Chronique — La nouvelle est largement passée sous le radar à la fin de 2018. Pourtant, elle était énorme. Philippe Jabre, le flamboyant investisseur amateur de cigares cubains et de ski extrême à la tête de Jabre Capital Partners, a pris la décision de rendre leur argent aux investisseurs des trois fonds spéculatifs dont il avait la responsabilité. Oui, il a décidé de ne plus s'occuper de la gestion de quelque 1,2 milliard de dollars américains. De tout abandonner, du jour au lendemain.
Pourquoi ? « D'une part, nous ne sommes plus vraiment capables de déterminer les turbulences politiques et économiques internationales qui peuvent permettre d'enregistrer des gains conséquents. D'autre part, l'univers de la finance a changé à toute vitesse, à la suite de l'avènement des algorithmes et de l'intelligence artificielle, si bien que nous n'y sentons plus à notre place », a-t-il confié, la gorge nouée, dans une vidéo diffusée en décembre sur YouTube.
Cela faisait un an que Jabre Capital connaissait de graves difficultés. En 2018, une de ses Sicav avait fondu de 42 %, et un de ses fonds bâti sur l'euro, de 18 %, selon les données de Bloomberg. Tout allait de travers, et ça ne pouvait plus durer ainsi.
Ce qu'il faut savoir, c'est que Philippe Jabre, la star franco-suisse des hedge funds des années 1980 et 1990, n'est que la pointe d'un incroyable iceberg. Ont également mis la clé sous la porte, ces derniers temps : Jon Jacobson, à la tête de Highfields Capital Management (12,1 G $ US d'actifs) ; Richard Perry, de Perry Capital ; Eric Mindich, d'Eton Park Capital Management ; ou encore John Griffin, de Blue Ridge Capital. Tous étaient des investisseurs réputés, voire célébrés, qui n'avaient pas froid aux yeux lorsqu'il fallait prendre des risques à coups de milliards, et qui, un beau jour, ont compris qu'ils étaient en train de se faire plumer par plus fort qu'eux...

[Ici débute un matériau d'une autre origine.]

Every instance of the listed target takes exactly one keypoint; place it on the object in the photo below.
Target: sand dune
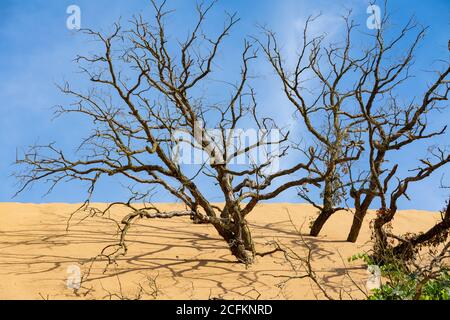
(177, 258)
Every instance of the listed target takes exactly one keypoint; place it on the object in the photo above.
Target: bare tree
(348, 100)
(146, 88)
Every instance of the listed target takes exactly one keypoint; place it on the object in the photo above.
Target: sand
(176, 259)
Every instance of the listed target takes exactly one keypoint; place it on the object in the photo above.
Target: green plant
(407, 286)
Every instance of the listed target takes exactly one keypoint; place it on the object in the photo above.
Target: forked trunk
(240, 242)
(320, 222)
(358, 219)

C'est bien simple, 174 fonds spéculatifs ont fermé aux États-Unis lors des trois derniers trimestres de 2018, soit 30 de plus que ceux qui ont été créés, selon le cabinet d'études Hedge Fund Research. Ce qui est du jamais vu dans cette industrie de trois milliards de milliards de dollars. « Les gestionnaires de fonds spéculatifs connaissent une révolution darwinienne, où le plus fort supplante les plus faibles sans pitié : l'IA est en train de remplacer l'être humain dans ce secteur d'activités à une vitesse foudroyante », dit Xiao-Ping Zhang, professeur de finance et d'informatique à l'Université Ryerson, à Toronto.
Adrian Weller, le directeur des programmes de l'Alan Turing Institute à Londres, abonde dans le même sens : « C'est inévitable, les gestionnaires de fonds spéculatifs vont être surpassés par l'IA, si ce n'est déjà fait. Il leur est tout simplement impossible de rivaliser avec elle », affirme l'expert en intelligence artificielle (IA), en soulignant que 90 % des données numériques existantes sur la planète sont apparues ces deux dernières années et qu'aucun être humain ne peut en tenir compte dans ses décisions, ce qui, en revanche, ne pose guère de problèmes aux robots intelligents.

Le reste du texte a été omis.